We construct an index of the quality of output of the procurement project for our case, based on the surveys of practitioners. As Figures 2 and 3 show, the product index increases with more stringent regulation in countries with low levels of human capital and falls with more regulation in countries characterised by high human capital levels.  The evidence points to substantial benefits of regulating procurement, but only in countries with low levels of public sector capacity.

Figure 2 Law and quality of product in low human capital countries

Figure 3 Law and quality of product in high human capital countries

             

Source: Bosio et al. (2020). 

References

Angrist, N, S Djankov, P Goldberg and H Patrinos (2019), “Measuring Human Capital”, World Bank Working Paper No. 8742.

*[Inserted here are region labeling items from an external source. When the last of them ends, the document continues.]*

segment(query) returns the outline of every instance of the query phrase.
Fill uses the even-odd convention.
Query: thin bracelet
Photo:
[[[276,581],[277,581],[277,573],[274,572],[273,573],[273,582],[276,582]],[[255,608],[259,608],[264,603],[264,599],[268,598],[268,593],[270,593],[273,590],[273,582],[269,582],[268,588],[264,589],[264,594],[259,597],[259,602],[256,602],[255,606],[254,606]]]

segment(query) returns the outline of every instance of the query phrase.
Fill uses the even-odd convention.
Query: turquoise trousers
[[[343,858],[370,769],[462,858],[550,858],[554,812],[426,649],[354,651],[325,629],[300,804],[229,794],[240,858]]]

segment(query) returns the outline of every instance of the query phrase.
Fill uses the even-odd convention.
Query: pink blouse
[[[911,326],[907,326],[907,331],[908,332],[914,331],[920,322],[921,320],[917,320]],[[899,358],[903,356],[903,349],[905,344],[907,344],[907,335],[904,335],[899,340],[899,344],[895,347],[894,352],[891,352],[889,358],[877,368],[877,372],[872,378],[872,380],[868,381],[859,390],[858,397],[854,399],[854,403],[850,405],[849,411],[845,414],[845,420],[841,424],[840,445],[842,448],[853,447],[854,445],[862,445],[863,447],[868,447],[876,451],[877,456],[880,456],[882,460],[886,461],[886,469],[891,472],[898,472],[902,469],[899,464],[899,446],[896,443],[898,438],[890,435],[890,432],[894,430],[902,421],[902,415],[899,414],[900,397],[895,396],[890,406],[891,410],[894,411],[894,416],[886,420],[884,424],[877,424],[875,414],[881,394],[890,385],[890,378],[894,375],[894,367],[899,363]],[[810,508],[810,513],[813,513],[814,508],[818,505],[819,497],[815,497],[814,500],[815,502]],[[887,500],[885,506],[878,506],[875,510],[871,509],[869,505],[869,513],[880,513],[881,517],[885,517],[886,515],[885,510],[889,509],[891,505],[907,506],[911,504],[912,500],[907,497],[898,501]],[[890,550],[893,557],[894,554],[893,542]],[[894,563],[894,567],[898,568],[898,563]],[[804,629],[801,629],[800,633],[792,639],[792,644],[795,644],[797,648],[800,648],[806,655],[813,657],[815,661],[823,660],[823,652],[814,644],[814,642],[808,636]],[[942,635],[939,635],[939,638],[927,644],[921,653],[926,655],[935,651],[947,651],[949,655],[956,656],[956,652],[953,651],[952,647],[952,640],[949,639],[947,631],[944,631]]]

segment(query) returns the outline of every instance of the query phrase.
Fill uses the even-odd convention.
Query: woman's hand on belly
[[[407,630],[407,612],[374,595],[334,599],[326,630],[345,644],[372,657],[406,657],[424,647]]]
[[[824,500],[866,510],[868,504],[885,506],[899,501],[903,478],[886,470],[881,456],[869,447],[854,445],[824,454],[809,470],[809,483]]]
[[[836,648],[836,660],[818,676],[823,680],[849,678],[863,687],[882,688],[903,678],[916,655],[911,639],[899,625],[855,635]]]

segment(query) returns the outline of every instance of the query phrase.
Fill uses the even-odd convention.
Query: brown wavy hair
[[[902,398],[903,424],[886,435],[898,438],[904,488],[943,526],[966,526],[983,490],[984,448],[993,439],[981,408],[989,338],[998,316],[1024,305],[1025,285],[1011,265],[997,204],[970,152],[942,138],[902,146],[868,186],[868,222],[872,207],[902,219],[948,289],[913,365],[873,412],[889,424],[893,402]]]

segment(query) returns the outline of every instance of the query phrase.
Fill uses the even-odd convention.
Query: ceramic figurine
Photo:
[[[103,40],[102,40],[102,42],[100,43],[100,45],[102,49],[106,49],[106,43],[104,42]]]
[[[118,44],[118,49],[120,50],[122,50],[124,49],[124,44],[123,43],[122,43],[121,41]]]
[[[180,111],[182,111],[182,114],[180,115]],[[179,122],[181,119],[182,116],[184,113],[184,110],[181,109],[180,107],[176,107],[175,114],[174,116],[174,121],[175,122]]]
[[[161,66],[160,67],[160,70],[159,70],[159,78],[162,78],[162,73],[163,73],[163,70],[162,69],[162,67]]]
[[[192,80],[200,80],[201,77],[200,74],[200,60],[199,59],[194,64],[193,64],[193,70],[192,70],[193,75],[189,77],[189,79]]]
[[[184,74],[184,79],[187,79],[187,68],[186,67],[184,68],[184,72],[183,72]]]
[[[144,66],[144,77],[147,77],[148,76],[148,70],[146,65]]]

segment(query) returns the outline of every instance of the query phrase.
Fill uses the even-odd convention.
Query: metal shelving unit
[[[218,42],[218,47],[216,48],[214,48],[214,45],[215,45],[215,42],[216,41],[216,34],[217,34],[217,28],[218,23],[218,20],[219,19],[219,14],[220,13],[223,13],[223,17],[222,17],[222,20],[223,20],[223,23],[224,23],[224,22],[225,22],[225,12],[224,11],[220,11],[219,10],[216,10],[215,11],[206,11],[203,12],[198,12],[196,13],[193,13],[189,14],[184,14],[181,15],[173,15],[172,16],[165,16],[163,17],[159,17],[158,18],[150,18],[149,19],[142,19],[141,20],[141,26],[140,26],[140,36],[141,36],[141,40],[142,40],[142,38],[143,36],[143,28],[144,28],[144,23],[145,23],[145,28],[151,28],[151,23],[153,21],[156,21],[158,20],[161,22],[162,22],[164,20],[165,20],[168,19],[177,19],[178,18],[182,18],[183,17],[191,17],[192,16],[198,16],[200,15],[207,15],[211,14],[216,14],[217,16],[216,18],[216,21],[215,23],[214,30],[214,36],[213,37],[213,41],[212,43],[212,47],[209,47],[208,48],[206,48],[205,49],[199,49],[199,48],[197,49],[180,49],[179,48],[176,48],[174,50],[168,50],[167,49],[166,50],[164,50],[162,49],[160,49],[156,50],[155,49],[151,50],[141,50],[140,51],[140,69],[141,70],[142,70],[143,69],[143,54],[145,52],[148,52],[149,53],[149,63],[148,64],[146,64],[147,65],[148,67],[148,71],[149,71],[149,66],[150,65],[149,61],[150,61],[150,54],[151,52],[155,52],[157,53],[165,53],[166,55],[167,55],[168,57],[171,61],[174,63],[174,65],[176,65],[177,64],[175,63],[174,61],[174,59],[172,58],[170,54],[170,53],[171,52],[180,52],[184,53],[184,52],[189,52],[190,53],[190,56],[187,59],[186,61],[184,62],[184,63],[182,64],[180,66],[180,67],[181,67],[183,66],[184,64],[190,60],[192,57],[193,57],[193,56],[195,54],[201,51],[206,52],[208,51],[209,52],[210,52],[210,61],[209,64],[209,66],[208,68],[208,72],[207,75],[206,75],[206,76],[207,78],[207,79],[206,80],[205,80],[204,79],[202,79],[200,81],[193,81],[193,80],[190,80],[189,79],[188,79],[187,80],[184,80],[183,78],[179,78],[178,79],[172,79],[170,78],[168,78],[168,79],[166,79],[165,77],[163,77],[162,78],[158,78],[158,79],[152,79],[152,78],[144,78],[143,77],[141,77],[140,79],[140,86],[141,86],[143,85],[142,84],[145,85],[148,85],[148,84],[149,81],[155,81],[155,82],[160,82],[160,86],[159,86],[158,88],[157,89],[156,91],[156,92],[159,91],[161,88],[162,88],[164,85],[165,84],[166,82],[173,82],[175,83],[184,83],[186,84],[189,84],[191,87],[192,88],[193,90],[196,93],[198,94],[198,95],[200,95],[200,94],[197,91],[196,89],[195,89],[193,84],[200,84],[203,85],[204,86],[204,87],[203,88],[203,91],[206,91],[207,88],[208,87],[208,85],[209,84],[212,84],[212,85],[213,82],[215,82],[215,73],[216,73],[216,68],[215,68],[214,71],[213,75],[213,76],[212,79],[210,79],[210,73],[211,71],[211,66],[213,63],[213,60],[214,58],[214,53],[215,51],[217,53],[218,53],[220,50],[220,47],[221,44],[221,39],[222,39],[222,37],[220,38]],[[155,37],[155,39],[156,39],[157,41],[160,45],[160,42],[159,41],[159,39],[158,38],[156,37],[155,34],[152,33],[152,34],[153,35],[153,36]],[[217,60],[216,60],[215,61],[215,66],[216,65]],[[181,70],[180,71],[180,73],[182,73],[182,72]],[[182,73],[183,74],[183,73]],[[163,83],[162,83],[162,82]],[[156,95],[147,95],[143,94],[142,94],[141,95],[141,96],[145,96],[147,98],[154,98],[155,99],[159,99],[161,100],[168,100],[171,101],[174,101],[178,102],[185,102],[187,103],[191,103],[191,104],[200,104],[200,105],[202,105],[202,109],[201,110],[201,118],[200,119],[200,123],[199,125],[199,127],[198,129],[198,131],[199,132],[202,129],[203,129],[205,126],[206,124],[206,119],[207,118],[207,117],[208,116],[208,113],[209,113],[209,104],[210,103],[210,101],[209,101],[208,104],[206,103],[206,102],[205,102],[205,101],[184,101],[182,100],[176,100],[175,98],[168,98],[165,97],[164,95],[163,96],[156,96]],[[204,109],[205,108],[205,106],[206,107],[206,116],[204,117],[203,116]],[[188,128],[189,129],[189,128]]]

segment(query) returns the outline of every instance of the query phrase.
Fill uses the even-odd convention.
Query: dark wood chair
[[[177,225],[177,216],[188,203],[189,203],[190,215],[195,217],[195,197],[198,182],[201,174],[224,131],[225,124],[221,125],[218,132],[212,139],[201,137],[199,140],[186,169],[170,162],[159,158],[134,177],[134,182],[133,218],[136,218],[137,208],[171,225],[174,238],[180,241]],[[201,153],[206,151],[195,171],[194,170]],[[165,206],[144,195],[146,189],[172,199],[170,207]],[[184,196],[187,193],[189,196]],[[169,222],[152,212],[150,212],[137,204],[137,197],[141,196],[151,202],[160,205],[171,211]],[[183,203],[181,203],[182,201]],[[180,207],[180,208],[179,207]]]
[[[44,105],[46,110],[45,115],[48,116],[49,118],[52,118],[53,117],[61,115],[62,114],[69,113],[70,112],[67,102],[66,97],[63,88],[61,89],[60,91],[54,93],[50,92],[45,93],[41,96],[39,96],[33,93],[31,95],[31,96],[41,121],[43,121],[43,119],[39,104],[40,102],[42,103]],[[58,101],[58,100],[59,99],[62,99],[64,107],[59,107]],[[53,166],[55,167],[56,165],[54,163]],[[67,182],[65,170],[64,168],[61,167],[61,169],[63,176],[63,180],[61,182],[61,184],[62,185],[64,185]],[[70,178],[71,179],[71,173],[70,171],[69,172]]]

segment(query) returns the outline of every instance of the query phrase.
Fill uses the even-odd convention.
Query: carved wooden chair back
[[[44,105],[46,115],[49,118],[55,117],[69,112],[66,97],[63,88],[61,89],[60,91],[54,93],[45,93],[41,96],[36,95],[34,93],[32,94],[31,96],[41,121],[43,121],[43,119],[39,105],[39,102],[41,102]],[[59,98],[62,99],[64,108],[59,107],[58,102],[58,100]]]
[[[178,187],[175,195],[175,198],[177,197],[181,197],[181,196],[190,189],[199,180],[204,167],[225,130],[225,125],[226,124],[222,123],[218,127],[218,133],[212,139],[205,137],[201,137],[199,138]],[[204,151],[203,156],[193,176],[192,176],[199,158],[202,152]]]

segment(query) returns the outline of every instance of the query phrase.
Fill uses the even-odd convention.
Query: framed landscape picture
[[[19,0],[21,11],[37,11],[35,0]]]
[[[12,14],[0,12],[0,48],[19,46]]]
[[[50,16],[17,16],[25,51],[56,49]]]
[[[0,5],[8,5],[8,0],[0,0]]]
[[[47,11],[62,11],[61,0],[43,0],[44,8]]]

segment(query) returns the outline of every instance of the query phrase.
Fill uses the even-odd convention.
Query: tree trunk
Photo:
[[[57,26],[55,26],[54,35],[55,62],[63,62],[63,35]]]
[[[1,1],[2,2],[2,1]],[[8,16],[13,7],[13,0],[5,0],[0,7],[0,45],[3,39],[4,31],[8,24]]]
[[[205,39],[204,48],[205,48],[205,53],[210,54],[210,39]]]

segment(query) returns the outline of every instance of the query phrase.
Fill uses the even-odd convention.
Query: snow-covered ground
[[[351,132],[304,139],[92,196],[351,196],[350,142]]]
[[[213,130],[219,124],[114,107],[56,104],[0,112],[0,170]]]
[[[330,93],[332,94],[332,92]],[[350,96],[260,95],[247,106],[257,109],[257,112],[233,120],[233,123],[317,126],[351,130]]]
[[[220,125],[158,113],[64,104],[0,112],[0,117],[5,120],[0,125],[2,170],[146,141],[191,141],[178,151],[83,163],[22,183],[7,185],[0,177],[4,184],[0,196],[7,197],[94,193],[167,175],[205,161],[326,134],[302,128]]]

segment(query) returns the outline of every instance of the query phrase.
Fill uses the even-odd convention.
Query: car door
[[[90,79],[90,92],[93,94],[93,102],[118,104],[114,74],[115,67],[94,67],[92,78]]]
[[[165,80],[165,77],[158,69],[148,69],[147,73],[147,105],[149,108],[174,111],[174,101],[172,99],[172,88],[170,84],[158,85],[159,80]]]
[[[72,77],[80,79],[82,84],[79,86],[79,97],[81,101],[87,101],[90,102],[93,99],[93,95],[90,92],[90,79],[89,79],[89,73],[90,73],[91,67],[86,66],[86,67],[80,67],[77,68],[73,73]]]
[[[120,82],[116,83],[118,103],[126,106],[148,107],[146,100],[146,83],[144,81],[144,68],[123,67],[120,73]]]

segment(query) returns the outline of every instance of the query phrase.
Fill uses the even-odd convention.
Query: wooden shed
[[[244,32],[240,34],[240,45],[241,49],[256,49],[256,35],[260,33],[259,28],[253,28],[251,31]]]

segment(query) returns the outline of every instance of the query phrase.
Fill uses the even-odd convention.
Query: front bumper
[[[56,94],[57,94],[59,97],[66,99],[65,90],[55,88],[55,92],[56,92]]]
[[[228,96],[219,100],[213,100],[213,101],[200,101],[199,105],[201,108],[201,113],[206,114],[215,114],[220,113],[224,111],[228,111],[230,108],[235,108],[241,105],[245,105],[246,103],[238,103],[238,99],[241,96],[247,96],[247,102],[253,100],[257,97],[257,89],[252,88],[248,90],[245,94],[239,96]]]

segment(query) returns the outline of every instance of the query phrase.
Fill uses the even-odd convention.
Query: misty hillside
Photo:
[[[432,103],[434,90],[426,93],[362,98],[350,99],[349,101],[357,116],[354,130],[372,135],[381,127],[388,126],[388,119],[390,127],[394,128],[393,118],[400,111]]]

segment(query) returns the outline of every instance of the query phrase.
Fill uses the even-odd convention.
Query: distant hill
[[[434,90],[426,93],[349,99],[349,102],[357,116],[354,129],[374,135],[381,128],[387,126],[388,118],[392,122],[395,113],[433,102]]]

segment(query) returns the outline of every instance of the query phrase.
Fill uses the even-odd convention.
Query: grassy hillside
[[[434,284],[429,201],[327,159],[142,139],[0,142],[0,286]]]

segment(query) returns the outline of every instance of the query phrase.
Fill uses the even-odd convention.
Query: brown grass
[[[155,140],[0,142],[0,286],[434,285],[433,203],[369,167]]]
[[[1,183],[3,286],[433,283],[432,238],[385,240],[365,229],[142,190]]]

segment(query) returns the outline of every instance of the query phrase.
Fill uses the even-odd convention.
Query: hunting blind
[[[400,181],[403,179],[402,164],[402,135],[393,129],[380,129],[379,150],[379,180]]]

Bosio, E, S Djankov, E Glaeser and A Shleifer (2020), “Public Procurement in Law and Practice”, NBER Working Paper No. 27188. 

Campos, N, E Engel, R D Fischer and A Galetovic (2019), “Renegotiations and Corruption in Infrastructure: The Odebrecht Case”, Working paper.

Collier, P and M Kirchberger (2016), “The Cost of Road Infrastructure in Low- and Middle-Income Countries”, World Bank Economic Review 30(3): 522-548. 

Colonnelli, E and M Prem (2020), “Corruption and Firms”, Working paper. 

Decarolis, F (2014), “Awarding Price, Contract Performance, and Bids Screening: Evidence from Procurement Auctions”, American Economic Journal: Applied Economics 6(1): 108-132. 

Decarolis, F and G Palumbo (2015), “Renegotiation of Public Contracts: An Empirical Analysis”, Economics Letters 132(C): 77-81.

Di Tella, R and E Schargrodsky (2003), “The Role of Wages and Auditing During a Crackdown on Corruption in the City of Buenos Aires”, Journal of Law and Economics 46(1): 269–292.

Lichand, G and G Fernades (2019), “The Dark Side of the Contract: Do Government Audits Reduce Corruption in the Presence of Displacement by Vendors?”, University of Zurich, Switzerland, mimeo.

Olken, B (2007), “Monitoring corruption: Evidence from a field experiment in Indonesia”, Journal of Political Economy 115(2): 200-249.

World Bank (2020), Worldwide Governance Indicators, Washington, DC.